What is Multiple Sclerosis?
Multiple sclerosis is a chronic illness of the central nervous systems that occurs in episodes. In multiple sclerosis, small inflammable changes develop particularly in the brain, spinal marrow and the visual nerves. Dysfunctions occur with the transmission and processing of nerve impulses as a result of these patches of inflammation and the scars which remain after the inflammation.
Commonness of Multiple Sclerosis
Multiple sclerosis is one of the most common neurological illnesses. There are about 120 000 people in Germany who have multiple sclerosis. Multiple sclerosis predominantly occurs between the ages of 20 and 50.
Symptoms of Multiple Sclerosis
Symptoms of multiple sclerosis are exclusively caused by disturbances in the area of the nervous system. Symptoms can arise individually or in combination and can completely or partially regress.
Multiple Sclerosis Symptoms:
- Sensory problems (loss of feeling)
- Weakness, stiffness and numbness in arms and legs
- Symptoms of paralysis
- Coordination problems, shivering
- Speech problems
- Impaired vision (foggy or blurred vision, temporary blindness)

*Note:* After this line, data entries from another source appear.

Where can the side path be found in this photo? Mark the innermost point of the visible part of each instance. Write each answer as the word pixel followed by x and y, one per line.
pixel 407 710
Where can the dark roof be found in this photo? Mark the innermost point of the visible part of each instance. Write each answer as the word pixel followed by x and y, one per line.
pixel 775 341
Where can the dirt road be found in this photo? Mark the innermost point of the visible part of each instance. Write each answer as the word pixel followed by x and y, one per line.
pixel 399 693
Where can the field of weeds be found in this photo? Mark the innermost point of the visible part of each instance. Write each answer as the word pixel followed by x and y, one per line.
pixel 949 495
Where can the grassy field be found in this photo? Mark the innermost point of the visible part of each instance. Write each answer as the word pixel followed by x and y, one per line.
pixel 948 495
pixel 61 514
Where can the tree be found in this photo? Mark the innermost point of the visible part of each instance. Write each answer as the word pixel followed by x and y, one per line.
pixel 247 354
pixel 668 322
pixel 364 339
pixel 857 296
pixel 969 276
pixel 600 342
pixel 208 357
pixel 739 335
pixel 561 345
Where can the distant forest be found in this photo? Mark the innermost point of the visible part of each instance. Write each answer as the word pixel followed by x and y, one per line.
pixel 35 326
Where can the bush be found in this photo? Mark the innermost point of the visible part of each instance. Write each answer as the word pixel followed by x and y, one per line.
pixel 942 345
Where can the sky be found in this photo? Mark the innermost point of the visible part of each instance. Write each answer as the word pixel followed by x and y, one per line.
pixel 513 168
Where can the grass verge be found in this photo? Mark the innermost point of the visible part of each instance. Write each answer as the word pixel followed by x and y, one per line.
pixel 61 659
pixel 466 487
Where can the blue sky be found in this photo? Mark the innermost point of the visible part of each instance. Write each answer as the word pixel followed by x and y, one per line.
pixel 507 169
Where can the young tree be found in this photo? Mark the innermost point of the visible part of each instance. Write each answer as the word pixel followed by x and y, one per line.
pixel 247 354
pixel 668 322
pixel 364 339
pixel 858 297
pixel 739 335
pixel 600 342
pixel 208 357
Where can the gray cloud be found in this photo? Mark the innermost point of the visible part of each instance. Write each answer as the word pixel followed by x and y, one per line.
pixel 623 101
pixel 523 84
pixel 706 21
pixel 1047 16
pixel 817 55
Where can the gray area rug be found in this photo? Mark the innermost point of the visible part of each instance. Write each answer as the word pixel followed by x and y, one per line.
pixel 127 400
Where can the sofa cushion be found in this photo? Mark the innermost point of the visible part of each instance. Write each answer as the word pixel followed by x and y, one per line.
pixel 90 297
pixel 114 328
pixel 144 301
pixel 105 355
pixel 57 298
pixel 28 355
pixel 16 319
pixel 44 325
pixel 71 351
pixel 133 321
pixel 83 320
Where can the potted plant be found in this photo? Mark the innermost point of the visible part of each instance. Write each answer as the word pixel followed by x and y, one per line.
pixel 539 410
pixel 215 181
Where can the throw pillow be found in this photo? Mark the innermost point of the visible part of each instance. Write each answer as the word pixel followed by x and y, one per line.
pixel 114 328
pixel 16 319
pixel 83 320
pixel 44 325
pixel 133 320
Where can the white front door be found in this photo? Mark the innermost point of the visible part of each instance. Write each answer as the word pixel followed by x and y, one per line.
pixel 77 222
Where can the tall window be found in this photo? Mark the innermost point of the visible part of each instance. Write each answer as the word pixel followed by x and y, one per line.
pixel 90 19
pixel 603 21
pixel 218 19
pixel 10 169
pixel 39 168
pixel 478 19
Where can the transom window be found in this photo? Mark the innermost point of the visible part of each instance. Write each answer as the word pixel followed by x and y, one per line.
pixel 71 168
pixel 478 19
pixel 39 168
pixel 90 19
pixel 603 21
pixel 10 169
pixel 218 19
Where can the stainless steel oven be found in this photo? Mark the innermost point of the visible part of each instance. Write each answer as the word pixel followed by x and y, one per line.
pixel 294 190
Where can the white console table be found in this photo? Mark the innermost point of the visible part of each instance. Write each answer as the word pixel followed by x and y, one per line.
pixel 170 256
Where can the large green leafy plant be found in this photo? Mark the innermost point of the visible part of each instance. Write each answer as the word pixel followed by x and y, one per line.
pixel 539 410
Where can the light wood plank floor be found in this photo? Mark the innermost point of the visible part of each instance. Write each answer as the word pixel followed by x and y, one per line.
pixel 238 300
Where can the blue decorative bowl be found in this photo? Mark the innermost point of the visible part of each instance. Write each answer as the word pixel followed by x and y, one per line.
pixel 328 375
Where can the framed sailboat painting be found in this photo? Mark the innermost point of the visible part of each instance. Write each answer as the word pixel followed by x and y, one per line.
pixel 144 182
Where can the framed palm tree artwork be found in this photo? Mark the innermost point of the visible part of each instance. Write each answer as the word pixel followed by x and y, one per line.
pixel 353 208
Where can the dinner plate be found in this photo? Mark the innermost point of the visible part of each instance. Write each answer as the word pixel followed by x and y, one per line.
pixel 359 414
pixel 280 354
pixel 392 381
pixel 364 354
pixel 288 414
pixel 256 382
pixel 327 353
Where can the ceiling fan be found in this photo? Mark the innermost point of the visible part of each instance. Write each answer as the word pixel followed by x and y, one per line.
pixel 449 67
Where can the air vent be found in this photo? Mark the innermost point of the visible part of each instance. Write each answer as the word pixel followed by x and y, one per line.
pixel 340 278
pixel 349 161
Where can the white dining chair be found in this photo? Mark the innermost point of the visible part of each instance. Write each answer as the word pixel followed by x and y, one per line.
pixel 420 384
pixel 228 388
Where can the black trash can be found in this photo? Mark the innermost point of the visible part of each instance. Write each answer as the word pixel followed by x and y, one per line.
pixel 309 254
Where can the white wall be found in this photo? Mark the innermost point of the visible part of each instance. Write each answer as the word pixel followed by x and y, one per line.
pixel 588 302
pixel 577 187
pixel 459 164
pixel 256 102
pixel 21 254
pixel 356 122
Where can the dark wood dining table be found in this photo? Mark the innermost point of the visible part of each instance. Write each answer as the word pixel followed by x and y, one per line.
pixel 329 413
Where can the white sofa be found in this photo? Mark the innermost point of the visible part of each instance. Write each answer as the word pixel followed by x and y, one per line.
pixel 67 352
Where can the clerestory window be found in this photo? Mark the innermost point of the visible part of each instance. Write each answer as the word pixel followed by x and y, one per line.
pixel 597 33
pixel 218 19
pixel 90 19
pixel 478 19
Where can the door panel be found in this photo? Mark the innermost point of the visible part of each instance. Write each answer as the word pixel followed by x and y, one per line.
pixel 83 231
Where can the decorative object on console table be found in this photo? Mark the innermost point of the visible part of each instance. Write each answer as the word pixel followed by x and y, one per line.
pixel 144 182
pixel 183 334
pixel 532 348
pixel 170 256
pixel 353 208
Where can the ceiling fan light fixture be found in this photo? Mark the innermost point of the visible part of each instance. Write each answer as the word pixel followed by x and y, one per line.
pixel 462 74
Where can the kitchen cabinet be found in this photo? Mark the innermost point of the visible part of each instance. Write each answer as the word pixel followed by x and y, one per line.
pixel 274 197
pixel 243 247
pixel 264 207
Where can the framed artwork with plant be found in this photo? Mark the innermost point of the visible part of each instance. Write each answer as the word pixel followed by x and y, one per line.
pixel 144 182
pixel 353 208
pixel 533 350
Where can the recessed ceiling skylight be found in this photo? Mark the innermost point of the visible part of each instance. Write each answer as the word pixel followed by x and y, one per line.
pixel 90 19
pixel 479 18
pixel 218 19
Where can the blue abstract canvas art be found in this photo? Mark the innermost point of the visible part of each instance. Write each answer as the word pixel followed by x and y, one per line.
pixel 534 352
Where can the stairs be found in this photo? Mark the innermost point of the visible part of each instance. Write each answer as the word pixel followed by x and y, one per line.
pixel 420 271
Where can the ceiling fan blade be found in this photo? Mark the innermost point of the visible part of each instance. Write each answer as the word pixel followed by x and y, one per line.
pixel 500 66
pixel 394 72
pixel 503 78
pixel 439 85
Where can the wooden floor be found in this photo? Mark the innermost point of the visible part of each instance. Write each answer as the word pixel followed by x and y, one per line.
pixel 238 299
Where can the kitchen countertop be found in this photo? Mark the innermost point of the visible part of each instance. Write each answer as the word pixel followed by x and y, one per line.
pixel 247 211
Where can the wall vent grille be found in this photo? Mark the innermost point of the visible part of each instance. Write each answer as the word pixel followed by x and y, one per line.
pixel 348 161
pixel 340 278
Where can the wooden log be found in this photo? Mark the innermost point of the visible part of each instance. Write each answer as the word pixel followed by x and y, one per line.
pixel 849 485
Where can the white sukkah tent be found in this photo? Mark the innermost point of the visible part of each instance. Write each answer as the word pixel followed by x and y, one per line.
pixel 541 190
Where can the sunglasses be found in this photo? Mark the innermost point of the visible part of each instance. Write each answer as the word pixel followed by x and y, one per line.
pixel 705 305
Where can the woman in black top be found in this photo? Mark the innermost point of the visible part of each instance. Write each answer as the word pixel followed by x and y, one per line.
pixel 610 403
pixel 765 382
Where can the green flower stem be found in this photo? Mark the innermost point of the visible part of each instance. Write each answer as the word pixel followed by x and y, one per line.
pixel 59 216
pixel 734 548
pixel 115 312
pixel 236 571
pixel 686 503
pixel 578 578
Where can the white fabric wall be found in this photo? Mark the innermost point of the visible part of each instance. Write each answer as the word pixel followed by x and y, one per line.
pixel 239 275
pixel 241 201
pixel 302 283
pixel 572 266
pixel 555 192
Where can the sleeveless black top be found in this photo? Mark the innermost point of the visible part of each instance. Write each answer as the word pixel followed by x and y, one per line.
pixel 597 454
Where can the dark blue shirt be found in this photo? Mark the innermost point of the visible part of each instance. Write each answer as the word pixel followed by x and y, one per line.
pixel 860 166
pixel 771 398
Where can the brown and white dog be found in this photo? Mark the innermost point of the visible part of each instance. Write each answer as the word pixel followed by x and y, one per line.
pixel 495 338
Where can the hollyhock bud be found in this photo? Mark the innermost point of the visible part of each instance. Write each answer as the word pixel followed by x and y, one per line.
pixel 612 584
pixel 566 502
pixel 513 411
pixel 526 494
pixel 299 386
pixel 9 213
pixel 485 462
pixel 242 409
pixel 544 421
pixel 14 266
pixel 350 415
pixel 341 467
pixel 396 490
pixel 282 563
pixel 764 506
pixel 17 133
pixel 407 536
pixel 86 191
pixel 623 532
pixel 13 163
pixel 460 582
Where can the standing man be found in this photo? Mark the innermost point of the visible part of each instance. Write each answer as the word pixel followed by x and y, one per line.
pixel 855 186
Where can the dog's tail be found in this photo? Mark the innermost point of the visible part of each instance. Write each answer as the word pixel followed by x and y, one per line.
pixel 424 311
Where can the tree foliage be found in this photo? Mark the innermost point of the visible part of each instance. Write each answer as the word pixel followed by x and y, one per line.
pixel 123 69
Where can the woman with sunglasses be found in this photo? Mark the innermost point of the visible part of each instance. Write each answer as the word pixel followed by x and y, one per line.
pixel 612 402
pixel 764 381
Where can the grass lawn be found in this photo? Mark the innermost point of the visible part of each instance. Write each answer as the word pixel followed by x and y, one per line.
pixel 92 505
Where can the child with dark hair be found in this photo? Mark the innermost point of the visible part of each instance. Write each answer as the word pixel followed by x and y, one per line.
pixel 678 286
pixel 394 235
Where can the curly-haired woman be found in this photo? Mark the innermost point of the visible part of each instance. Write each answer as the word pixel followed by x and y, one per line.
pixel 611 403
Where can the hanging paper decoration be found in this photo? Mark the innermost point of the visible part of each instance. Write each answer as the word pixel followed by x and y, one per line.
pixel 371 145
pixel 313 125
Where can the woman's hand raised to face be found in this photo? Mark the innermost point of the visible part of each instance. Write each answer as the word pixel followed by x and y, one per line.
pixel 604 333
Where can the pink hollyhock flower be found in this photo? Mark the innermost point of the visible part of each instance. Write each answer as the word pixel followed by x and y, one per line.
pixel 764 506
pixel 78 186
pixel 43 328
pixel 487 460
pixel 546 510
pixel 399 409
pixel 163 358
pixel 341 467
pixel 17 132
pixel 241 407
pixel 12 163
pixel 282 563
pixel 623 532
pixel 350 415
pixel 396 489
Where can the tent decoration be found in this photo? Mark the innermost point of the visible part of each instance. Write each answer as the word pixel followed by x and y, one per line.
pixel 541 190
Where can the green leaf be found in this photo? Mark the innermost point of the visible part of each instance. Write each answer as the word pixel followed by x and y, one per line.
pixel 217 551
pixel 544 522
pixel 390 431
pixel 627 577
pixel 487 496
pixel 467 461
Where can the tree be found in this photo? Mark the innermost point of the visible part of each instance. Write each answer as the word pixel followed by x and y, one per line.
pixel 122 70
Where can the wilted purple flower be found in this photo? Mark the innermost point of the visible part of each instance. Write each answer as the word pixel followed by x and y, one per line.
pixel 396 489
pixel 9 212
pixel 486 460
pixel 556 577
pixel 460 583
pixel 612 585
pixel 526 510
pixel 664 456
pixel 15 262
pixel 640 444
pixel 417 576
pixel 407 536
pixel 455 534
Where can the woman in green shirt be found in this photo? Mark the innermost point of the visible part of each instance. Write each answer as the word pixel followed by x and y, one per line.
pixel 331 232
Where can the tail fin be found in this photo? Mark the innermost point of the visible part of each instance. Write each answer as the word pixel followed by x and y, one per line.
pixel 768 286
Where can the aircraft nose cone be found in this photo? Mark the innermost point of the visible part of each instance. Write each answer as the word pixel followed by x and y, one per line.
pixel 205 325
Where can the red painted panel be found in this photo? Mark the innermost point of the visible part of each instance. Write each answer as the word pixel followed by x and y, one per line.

- MS-Fatigue: for about 70% of MS patients, MS fatigue is when inadequate, premature, physical, spiritual and mental exhaustion occurs even after the smallest strains.
Course of Multiple Sclerosis
The symptoms as well as the progression of multiple sclerosis are extremely variable. The course of multiple sclerosis can be characterized by episodes of acute deterioration or by gradual progression.
About 30 to 50% of the illnesses that originally had phases of acute deterioration develop into a gradual progressive process with symptoms continuously worsening.
In the beginning, the symptoms usually do not last long. The next episode of multiple sclerosis may occur after many months or even years. As the duration of the illness increases, the symptoms usually do not regress completely and more disabilities emerge.
A reliable prognosis of the progression of multiple sclerosis in individual cases is not possible. Below are a few statistics on multiple sclerosis:
- Ca. 80% of people with multiple sclerosis can still walk after 10 years
- Ca. 50% of people who have multiple sclerosis for more than 15 years remain, to a large extent, unimpaired in their movements.
- Ca. 30% are still completely or have 2/3 of their working capacity left after 20 years of having multiple sclerosis.
Ca. 20% of multiple sclerosis cases hardly develop disabilities even if the disease remains dormant over a long period of time.
Multiple Sclerosis For Dummies
Causes of Multiple Sclerosis
The cause of multiple sclerosis is an increased destruction of the myelin sheath of nerve fibres in the brain and spinal marrow.
It is possible that an error in the immune system, which was triggered by a previous virus infection, is responsible. It is assumed, among other things, that a latent slow virus infection which occurred in infancy triggers, only years later, malfunctioning of the body’s own immune system (autoimmune illness) and eventually leads to gradual damage of the myelin sheath.
Treatment of Multiple Sclerosis
Multiple sclerosis is incurable. The symptoms can be lessened by taking different types of medication and by doing exercise therapy.
- Pharmacological Therapy
1st Approach: Immunosuppression (Suppression of the immune response).
It would seem that an immune response that is too strong plays a decisive role in multiple sclerosis. For this reason, it is sought to suppress the immune response by taking medication.
2nd Approach: Immunomodulation (Changing the immune response).
The aim is to influence the immune system, with the help of medication, in such a way that it no longer becomes active against the organism’s own body.
An episode of multiple sclerosis is treated with strong anti-inflammatory medicines.
- Symptomatic Therapy
In symptomatic therapy it is not the multiple sclerosis that is directly treated. The typical multiple sclerosis symptoms are treated, for e.g. spasticity (increased muscle spasms), muscle pain etc…
- Physiotherapeutic Treatment:
Eliminating neurological symptoms of multiple sclerosis is not possible. However, it is possible to considerably lessen spastic stiffening of the extremities, balance problems when walking and standing, joint stiffening and muscle weakness.
- Additional Treatments:
Certain treatment methods have proved themselves over time. These include horse-back riding (hippo therapy) movement and relaxation techniques such as autogenic training, eutonia, yoga and feldenkrais. Occupational therapy is necessary if the patient is having trouble accomplishing everyday tasks as a result of a multiple sclerosis episode.
Multiple Sclerosis and Nutrition
Particular diets may not heal patients with multiple sclerosis but they can improve the general condition. Polyunsaturated fatty acids appear to be important in the diet of multiple sclerosis patients. For this reason the intake of fats for those who have multiple sclerosis should mostly consist of polyunsaturated fatty acids. Many polyunsaturated fatty acids are found in nuts, vegetable oils such as corn oil, sunflower oil, safflower oil, wheat germ oil and in fat-rich types of fish. Nicotine and alcohol do not have a negative influence on multiple sclerosis.